The United Arab Emirates has introduced a new Federal Law for the Protection of Personal Data, the first of its kind in the country and the latest edition to the country's Year of the 50th legislative reform package. Federal Decree-Law No. 45 of 2021 (the "Law") promises to bring the UAE in line with international best practice data protection principles and grants protections to individuals' personal data. Below, we summarise 10 key aspects of the law.
1. The meaning of 'personal data' under the Law
The Law is designed to protect "any data related to a specific natural person or related to a natural person that can be identified directly or indirectly by linking the data”. This expressly includes an individual's name, image, voice, identification number and geographical location or one or more of the natural person’s physical, physiological, economic, cultural or social characteristics and includes sensitive personal data.
2. Who does the Law apply to?
The Law applies to:
- Controllers – a person or entity that determines the method and criteria for processing personal data and the purpose for the processing; and
- Processors – a person or entity which processes the personal data on behalf of, under the direction of and in accordance with the instructions of the controller.

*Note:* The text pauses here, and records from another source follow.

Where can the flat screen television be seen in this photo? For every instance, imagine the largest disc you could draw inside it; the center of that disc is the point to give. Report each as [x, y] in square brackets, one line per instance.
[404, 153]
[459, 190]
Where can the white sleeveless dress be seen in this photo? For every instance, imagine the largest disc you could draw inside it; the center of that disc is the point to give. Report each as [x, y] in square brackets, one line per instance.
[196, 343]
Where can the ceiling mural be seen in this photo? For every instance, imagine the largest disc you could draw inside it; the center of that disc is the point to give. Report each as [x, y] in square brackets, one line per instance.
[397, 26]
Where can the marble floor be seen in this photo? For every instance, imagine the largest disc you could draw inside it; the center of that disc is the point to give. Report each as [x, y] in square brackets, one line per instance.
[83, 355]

Similar to the EU General Data Protection Regulation ("GDPR"), the Law will have extra-territorial scope. The Law will apply to any organisation that is established in the UAE and processes personal data of data subjects inside or outside the UAE, as well as any organisation that is established outside the UAE and processes personal data of data subjects inside the UAE.
The Law does not apply inside the DIFC and ADGM financial freezones, which have their own data protection regimes. Nor does it apply to health personal data, regulated by the UAE Federal Law No. 2 of 2019 (the ICT Health Law), or to certain government entities.
3. Timing for compliance
The Law was announced by the UAE Cabinet on 28 November 2021 and will become effective on 2 January 2022. Executive Regulations are due to be issued by 20 March 2022 and are expected to contain additional detail on companies' obligations and compliance requirements under the Law. UAE companies will then have 6 months from the issuance of the Executive Regulations to comply with the New Law (although that period can be extended by the Cabinet).
4. Legal basis
Data subjects must give their consent for the processing of their personal data unless an exemption applies. Consent needs to be specific, clear and unambiguous and in a form of a positive statement or action.
Processing without the data subject's consent will be permitted if the processing is necessary: (i) to execute a contract with a data subject; (ii) to comply with legal obligations; (iii) to protect public interest; or (iv) for the purpose of the controller or data subject to carry out obligations and exercise their rights in the field of employment or social security. Unlike other international legislation, the Law does not allow for processing on the basis of a controller’s “legitimate interests”.
5. Data subject rights
Under the new Law, data subjects will have a number of rights including the right: (i) to receive information from a controller (i.e. right to access); (ii) to request the transfer of their personal data; (iii) to restrict the processing of personal data in certain cases; (iv) to have their personal data corrected or erased (i.e. the right to be forgotten); (v) to object to certain types of data processing (for example, if it is intended for the purpose of direct marketing or scientific and statistical research); and (vi) to object to automated processing.
Whilst the Law refers to the principle of transparency, it does not expressly require controllers to provide information notices to data subjects at the time of collecting their personal data, unlike the GDPR.
7. Data Protection Officer (DPO)
In certain circumstances, companies will be required to appoint a DPO who is responsible for monitoring an organisation's data protection compliance. Companies may already have DPO's for compliance with the GDPR; the same individual may fulfil the UAE role, however it is recommended that DPOs are suitably trained to understand the local requirements.
Organisations may only use personal data for marketing purposes with the consent of the data subject. They must also provide opt-out mechanisms to allow data subjects to withdraw their consent or object to receiving marketing communications.
9. International transfers
Transfer of personal data outside of the UAE is subject to the approval of the UAE Data Office (which has been established under the Law) and permitted only where the transfer is to states or territories that offer an adequate level of protection. It is not yet known whether the UAE Data Office will release guidance designating approved countries for data transfers.
10. Penalties for non-compliance
It is expected that the ensuing Executive Regulations will contain details of the penalties which will apply for breaches of the Law; penalties are not specified in the Law itself. It is not yet confirmed as to whether the regulations will contain a schedule of fines (and other sanctions) for different violations, or simply specify a maximum amount with more discretion available to the UAE Data Office and the Courts.
The introduction of the Law is a welcome addition to the statute books and codifies in one place the rules governing the protection of personal data in the UAE.